Абсолютную власть государя и полное подчинение ему подданных Людовик XIV считал чуть ли не Божьей заповедью. Он говорил: «Во всем христианском учении нет более четко установленного принципа, чем беспрекословное повиновение подданных тем, кто над ними поставлен». Но, требуя повиновения и должного исполнения своих обязанностей от других, Людовик XIV был достаточно требователен и к самому себе. Свое «королевское ремесло» он исполнял добросовестно. В его представлении оно было связано с постоянным трудом, с необходимостью церемониальной дисциплины, сдержанности в публичном проявлении чувств, строгого самоконтроля.
Даже развлечения его были во многом государственным делом, их пышность поддерживала престиж французской монархии в Европе. Обычно в определенные дни недели неукоснительно проходили регулярные заседания различных секций Королевского совета. Лишь к концу правления Людовика XIV ритм этих заседаний замедлился, и он стал бывать на них все реже и реже. Но даже когда участие короля в государственных делах было минимальным, как в случаях с решением специфических экономических вопросов, главный финансист страны Кольбер всегда подчеркивал личную его заинтересованность в этих вопросах. И подданные воспринимали это как возвращение к нормальному правлению после полувекового засилья первых министров и фаворитов. Так что самостоятельное правление Людовика XIV в целом воспринималось современниками с одобрением.

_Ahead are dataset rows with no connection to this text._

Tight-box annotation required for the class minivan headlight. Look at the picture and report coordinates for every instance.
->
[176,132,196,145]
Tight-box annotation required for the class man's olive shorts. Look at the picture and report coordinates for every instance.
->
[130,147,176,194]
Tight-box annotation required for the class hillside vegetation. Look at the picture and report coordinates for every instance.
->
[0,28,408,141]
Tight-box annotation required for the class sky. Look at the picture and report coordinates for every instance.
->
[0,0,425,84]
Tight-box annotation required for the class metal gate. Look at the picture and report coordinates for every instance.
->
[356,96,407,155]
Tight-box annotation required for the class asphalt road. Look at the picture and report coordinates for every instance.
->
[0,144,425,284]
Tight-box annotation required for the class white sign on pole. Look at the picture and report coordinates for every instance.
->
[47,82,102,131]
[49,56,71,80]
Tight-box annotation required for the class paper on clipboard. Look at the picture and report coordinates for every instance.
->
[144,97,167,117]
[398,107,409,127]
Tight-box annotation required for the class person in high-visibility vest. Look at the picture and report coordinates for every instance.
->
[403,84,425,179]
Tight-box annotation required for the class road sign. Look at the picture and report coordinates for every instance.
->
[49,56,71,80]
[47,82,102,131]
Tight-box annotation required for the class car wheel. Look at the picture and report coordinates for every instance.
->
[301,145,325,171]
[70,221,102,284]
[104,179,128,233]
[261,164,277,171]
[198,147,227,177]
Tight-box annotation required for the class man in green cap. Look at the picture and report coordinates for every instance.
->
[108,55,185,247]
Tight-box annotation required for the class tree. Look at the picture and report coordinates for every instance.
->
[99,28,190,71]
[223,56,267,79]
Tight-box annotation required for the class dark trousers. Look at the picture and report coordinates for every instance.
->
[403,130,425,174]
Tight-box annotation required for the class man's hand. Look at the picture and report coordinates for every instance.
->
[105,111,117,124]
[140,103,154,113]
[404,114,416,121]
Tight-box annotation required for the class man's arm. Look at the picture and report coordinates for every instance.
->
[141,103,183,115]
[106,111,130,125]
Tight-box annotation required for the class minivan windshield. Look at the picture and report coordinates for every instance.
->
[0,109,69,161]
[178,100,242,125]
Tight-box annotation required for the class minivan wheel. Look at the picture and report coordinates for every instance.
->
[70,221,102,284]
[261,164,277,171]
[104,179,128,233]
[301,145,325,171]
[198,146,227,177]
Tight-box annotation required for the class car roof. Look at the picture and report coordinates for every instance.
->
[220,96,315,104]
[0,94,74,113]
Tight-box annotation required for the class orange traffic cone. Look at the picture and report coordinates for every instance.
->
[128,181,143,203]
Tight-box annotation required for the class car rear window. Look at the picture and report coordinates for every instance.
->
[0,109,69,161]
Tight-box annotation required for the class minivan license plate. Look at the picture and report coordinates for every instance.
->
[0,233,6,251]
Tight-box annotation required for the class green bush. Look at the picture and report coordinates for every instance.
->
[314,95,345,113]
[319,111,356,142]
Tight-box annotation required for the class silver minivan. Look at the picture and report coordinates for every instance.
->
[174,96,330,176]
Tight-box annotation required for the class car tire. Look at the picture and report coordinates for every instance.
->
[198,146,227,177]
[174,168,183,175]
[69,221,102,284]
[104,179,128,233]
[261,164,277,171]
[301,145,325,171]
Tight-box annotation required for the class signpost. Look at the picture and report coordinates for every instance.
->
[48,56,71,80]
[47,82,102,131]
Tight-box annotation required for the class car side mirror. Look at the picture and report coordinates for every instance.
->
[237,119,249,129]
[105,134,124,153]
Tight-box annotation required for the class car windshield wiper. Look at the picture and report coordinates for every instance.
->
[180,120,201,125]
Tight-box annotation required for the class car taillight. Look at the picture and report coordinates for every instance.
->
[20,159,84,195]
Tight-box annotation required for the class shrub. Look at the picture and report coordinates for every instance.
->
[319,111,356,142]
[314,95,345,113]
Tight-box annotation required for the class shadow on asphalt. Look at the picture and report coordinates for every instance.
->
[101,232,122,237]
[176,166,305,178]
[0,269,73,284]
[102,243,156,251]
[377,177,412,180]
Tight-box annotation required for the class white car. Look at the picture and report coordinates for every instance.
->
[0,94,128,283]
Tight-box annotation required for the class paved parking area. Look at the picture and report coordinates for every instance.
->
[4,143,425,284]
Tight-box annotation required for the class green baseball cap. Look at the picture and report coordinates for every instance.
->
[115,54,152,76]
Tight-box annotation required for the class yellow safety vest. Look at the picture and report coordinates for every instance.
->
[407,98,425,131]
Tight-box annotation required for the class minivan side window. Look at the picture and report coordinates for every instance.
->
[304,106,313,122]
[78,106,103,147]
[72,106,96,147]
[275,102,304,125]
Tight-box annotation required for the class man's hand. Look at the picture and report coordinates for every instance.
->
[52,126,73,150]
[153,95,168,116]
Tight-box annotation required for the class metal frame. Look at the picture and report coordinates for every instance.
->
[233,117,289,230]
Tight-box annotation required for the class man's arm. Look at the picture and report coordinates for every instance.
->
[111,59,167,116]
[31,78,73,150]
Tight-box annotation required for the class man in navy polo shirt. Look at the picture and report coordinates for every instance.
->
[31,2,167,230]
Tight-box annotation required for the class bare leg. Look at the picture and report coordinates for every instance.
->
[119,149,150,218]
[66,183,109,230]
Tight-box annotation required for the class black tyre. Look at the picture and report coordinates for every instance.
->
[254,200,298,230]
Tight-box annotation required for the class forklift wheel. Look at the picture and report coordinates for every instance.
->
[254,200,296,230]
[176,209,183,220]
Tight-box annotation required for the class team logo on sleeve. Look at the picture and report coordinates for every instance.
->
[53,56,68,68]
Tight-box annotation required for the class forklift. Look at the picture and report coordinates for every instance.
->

Собственная внутриполитическая «программа» короля, по существу, сводилась к идее всемерного укрепления монархической власти. Ель управленческий аппарат состоял из шести министров, канцлера, генерального контролера финансов и четырех государственных секретарей. В подчинении у них находилось 34 интенданта, которые были наделены обширными полномочиями на местах (в провинциях) и осуществляли выгодную для государства политику. При такой системе перед молодым энергичным монархом открывалось практически безграничное поле деятельности.
Все началось с кончины некоронованного правителя Франции – Мазарини. Он ушел из жизни в ночь на 9 марта 1661 года, немного не дожив до шестидесяти лет. Кардинал завещал своим наследникам необъятное по тогдашним меркам состояние – 35 миллионов ливров, нажитое весьма сомнительными способами. Но гораздо большим было его политическое наследие, оставленное Людовику XIV. По сути, именно он заложил и укрепил фундамент французского абсолютизма, обеспечил гегемонию Франции на континенте, сделав ее гарантом европейского равновесия. По меткому выражению Александра Дюма, «Мазарини оставил народу Франции мир, своей семье – богатство, а королю – королевство, в котором уже не было оппозиции – ни парламентской, ни церковной, ни феодальной».
Людовик XIV не только не преминул воспользоваться наследием своего воспитателя и премьера, но подготовился к самостоятельному исполнению своих королевских обязанностей. Уже на следующий день он созвал Государственный совет. Появившись в парламенте, молодой король заявил: «Я пригласил вас сюда вместе с моими министрами и государственными секретарями, чтобы сказать вам, что до сих пор я был доволен тем, как кардинал вел мои дела; но теперь пришло время взять их в свои руки. Вы будете помогать мне советом, если я вас об этом попрошу». Он запретил канцлеру скреплять печатью какие-либо документы без своего приказа, а государственным секретарям – отправлять послания без его согласия. Далее король сказал: «Положение меняется, в управлении моим государством, моими финансами и во внешней политике я буду придерживаться иных принципов, чем покойный кардинал. Вы знаете, чего я хочу; теперь от вас зависит исполнять мои желания». Комментируя это выступление, кардинал де Рец, ярый противник Мазарини, писал, что ему показалось, что «за плечом юного короля виднелась хитрая и насмешливая физиономия» его покойного премьера, по наущению которого и действовал король. Действительно, как стало известно историкам, именно Мазарини почти «приказал» Людовику XIV после его смерти взять бразды правления в свои руки.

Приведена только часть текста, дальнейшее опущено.